By Matthew Frank, 3-12-08
The investment bank Credit Suisse started foreclosure proceedings against Tamarack Resort Tuesday with a lawsuit filed in district court in Valley County, Idaho.
The bank claims the upscale resort defaulted on its $250 million loan. The suit comes in the wake of the resort’s majority owners’ Chapter 11 bankruptcy filing last month.
Tamarack CEO Jean-Pierre Boespflug said in statement that the move was anticipated and will give the resort time to “either refinance, add a partner with additional financing or sell the resort to a suitable buyer capable of managing the asset with the continued interest of the community in mind.”
The possibility of selling the resort outright hadn’t been broached publicly until today.
“A lot of things are on the table,” said Tamarack public relations consultant Jessica Flynn. “There has been multiple interested investors and financial partners.”
Resort operations will continue, though Flynn said the resort may cut back its services during the typically slower end-of-winter and end-of-summer seasons.
Tamarack Resort owes more than $300 million to lenders and international banks, including about $262 million to Credit Suisse, and its majority owners filed for bankruptcy protection in the U.S. Bankruptcy Court in Boise February 15.
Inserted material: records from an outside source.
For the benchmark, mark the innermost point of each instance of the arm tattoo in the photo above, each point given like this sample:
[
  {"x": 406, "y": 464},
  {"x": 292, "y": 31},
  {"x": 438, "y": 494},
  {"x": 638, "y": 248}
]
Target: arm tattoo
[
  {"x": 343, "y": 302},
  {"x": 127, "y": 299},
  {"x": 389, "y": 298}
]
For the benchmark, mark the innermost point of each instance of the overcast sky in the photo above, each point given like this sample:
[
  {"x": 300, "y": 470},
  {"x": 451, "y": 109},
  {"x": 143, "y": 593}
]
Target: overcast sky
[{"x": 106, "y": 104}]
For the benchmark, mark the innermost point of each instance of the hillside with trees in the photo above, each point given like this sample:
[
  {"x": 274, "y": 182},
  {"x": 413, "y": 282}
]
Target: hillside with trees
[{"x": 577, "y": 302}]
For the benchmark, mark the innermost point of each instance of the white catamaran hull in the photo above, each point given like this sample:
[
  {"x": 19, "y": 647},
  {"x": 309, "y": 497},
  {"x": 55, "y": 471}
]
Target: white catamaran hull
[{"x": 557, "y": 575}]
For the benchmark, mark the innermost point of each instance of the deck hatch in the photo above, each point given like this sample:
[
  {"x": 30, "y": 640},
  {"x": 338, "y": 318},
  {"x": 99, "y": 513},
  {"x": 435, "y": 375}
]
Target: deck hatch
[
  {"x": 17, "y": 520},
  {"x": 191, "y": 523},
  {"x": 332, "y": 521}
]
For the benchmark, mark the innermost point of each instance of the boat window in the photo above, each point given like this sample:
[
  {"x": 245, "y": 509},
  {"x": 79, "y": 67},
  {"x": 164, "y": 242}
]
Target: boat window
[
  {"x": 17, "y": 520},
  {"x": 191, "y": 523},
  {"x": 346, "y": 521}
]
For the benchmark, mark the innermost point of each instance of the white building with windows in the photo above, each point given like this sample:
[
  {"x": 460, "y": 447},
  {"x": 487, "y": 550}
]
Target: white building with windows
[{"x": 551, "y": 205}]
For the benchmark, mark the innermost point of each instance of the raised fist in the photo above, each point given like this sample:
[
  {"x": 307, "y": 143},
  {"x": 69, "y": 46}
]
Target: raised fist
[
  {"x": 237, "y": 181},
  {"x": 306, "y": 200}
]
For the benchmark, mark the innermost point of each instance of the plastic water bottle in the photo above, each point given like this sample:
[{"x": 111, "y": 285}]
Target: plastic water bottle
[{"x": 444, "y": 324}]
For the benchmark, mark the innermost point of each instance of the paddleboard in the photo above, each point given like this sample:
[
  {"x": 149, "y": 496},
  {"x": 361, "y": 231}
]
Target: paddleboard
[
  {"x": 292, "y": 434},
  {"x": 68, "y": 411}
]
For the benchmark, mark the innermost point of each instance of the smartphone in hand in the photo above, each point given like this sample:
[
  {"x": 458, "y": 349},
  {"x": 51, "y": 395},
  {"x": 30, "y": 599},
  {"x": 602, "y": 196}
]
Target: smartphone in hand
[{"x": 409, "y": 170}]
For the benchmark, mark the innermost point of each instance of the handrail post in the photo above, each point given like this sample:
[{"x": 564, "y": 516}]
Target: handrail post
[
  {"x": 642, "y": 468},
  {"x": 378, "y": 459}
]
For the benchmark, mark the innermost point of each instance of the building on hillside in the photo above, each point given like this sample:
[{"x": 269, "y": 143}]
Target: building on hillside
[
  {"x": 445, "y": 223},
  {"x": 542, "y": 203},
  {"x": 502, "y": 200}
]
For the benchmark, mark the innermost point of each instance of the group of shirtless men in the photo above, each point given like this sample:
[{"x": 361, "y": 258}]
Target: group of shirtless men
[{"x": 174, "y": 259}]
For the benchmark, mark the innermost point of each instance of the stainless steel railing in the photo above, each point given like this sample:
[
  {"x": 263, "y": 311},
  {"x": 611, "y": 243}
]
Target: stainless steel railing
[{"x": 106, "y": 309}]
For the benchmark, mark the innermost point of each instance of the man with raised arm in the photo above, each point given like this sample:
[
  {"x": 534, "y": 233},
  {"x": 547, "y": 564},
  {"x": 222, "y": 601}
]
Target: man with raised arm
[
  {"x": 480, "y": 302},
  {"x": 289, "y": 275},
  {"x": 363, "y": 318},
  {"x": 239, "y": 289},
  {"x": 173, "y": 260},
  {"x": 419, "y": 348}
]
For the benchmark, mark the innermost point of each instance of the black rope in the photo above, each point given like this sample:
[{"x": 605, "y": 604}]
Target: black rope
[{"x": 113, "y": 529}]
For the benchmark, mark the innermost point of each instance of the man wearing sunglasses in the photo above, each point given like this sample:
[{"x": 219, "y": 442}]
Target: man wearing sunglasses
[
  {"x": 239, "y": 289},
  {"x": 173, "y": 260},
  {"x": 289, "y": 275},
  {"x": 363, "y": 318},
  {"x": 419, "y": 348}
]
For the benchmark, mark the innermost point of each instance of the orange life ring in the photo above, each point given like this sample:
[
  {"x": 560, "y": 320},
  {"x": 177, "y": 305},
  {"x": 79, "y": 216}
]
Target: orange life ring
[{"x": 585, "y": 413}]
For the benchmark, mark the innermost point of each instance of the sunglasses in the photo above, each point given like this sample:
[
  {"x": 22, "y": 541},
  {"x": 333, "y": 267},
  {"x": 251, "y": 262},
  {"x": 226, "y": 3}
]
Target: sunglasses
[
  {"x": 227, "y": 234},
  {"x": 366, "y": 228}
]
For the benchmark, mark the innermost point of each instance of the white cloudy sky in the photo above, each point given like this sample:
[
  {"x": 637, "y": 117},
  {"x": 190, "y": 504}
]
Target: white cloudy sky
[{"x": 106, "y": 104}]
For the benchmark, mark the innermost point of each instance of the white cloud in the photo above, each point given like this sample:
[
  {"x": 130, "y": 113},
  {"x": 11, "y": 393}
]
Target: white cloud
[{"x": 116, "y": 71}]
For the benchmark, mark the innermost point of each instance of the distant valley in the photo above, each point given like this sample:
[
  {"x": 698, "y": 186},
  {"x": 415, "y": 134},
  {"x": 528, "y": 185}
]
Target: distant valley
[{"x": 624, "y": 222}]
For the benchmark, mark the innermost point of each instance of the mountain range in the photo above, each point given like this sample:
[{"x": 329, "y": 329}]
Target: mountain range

The two companies named in the bankruptcy filings are VPG Investments, Inc. and Cross Atlantic Real Estate, LLC, which own 27 and 48 percent of Tamarack Resort shares respectively. Boespflug owns Cross Atlantic Real Estate, and VPG is owned by Mexican businessman and resort co-founder Alfredo Miguel Afif.
The resort was counting on a $118 million dollar loan from the French bank Société Générale, Boespflug said, but the financing fell through. Société Générale suffered the loss of some $7 billion in a trading scandal.
If the companies hadn’t filed, Credit Suisse could have ended up with 75 percent ownership of the resort, and been “able to sell the company to whoever it wants,” Boespflug said.
The resort, which features skiing, golf, and numerous other activities as well as a wide variety of high-end real estate offerings, opened in 2004 after Afif and Boespflug took over a controversial and long-stalled ski resort project. It billed itself as the first new ski resort to be built in the United States in more than two decades. In 2006 Tamarack released a press statement touting a new financial plan allowing resort managers to borrow up to $250 million from a Credit Suisse fund.